Inverness athlete Jamie Bowie is determined to prove himself as more than a team player in 2015.

The Scot was part of the Great Britain 4x400metres squad which almost won gold at the world indoor championships in Poland last year.

The 25-year-old Inverness Harrier was then dropped from UK Athletics funding programme but will have an early chance to impress the selectors at the Sainsbury’s International Match in Glasgow on January 24 after confirming his determination to break back into the one-lap elite.

While Bowie was a key member of the Great Britain quartet which came so close to snaring the world indoor title in Sopot last March, in the summer the Scot was dropped from the line-up in the wake of his failure to qualify for the individual 400m at the Commonwealth Games in Glasgow.

Lee McConnell and Jamie Bowie are both set and ready for a big 2015
Lee McConnell and Jamie Bowie are both set and ready for a big 2015

But with the world championships in Beijing topping the bill for 2015, the Pitreavie-based runner believes his best is yet to come.

“It’s good to have that focus with it being three and a half years to the next Commonwealth Games, or six months until the world championships in China,” he said. “But it’s about managing that step up and being not just a relay runner, but also proving myself as an individual athlete.

“Last year was a crazy 12 months and there was a lot going on, maybe too much.

“It came perhaps two or three years too early in my career for me to be able to manage it, for me to be able to peak for a series of big events in one year.

“Coming off 2013, when I’d surprised myself, I then had the Commonwealth Games – a huge event that I’d been thinking about for seven years and that kept me in the sport.

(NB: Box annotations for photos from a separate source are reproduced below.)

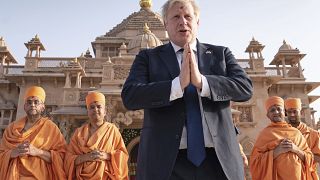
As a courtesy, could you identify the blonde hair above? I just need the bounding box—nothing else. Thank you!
[162,0,200,23]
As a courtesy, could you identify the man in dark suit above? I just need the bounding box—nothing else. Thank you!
[121,0,252,180]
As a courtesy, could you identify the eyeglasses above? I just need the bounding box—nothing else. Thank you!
[269,107,283,113]
[26,100,42,106]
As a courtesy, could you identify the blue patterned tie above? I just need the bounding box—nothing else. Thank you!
[179,49,206,167]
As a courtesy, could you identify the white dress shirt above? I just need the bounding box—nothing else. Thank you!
[170,41,213,149]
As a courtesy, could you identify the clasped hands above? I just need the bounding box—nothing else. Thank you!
[179,43,202,89]
[80,150,111,161]
[10,141,43,158]
[274,139,301,157]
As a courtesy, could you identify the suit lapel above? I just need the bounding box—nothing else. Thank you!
[197,41,214,75]
[160,43,180,79]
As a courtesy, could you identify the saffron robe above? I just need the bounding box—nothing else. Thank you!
[0,117,66,180]
[250,122,313,180]
[297,122,320,180]
[64,122,129,180]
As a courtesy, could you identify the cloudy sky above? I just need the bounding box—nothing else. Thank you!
[0,0,320,120]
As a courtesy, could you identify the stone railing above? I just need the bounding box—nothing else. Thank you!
[237,59,250,69]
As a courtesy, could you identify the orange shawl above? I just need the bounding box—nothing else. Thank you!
[64,122,128,180]
[0,117,66,180]
[297,122,320,180]
[250,122,313,180]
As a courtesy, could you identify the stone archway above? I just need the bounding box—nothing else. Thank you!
[127,136,140,180]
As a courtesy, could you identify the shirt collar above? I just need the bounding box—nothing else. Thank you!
[170,41,197,53]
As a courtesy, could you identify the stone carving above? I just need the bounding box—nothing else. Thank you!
[113,110,144,126]
[114,66,130,80]
[238,106,253,122]
[79,92,88,102]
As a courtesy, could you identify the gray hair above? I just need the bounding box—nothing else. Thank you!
[162,0,200,22]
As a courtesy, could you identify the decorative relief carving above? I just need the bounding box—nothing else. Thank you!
[79,92,88,102]
[102,68,112,80]
[113,110,144,126]
[238,106,253,122]
[114,66,130,80]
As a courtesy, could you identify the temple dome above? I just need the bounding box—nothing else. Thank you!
[128,24,163,53]
[279,40,292,51]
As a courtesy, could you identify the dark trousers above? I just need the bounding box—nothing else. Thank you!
[170,148,227,180]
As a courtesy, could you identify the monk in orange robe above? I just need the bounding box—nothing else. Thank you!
[0,86,66,180]
[284,98,320,180]
[64,92,128,180]
[250,96,313,180]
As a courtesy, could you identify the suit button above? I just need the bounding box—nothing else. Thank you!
[176,135,179,140]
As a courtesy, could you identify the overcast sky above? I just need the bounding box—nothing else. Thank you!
[0,0,320,121]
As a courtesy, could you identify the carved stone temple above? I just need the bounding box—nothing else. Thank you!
[0,0,320,177]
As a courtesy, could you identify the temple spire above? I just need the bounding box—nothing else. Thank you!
[139,0,152,9]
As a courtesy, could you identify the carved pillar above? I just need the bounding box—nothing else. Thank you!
[281,58,287,77]
[26,47,31,57]
[298,61,303,78]
[74,72,81,88]
[64,72,71,88]
[35,46,40,57]
[276,64,281,76]
[0,55,7,78]
[9,109,14,124]
[0,110,4,124]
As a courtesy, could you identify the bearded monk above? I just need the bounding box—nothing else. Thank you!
[65,92,128,180]
[0,86,66,180]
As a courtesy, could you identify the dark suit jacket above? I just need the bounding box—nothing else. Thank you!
[121,42,252,180]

“Things are now a bit more relaxed, although there is always pressure to earn selection for events.”

With a clutch of the UK’s leading athletes now training together at Loughborough in England, some have questioned Bowie’s decision to remain in Scotland rather than grab the chance to get pushed on a daily basis by his rivals.

But Bowie believes staying in Scotland gives him as good a chance as any of making his mark.

“We’ve got a strong training group,” he said. “A few athletes have retired, it always changes every year, but different people in my squad have different attributes because it’s not just about 400m. There is speed work, hours spent in weights room and then working on my endurance. Everyone has their strengths in areas I can push myself against.”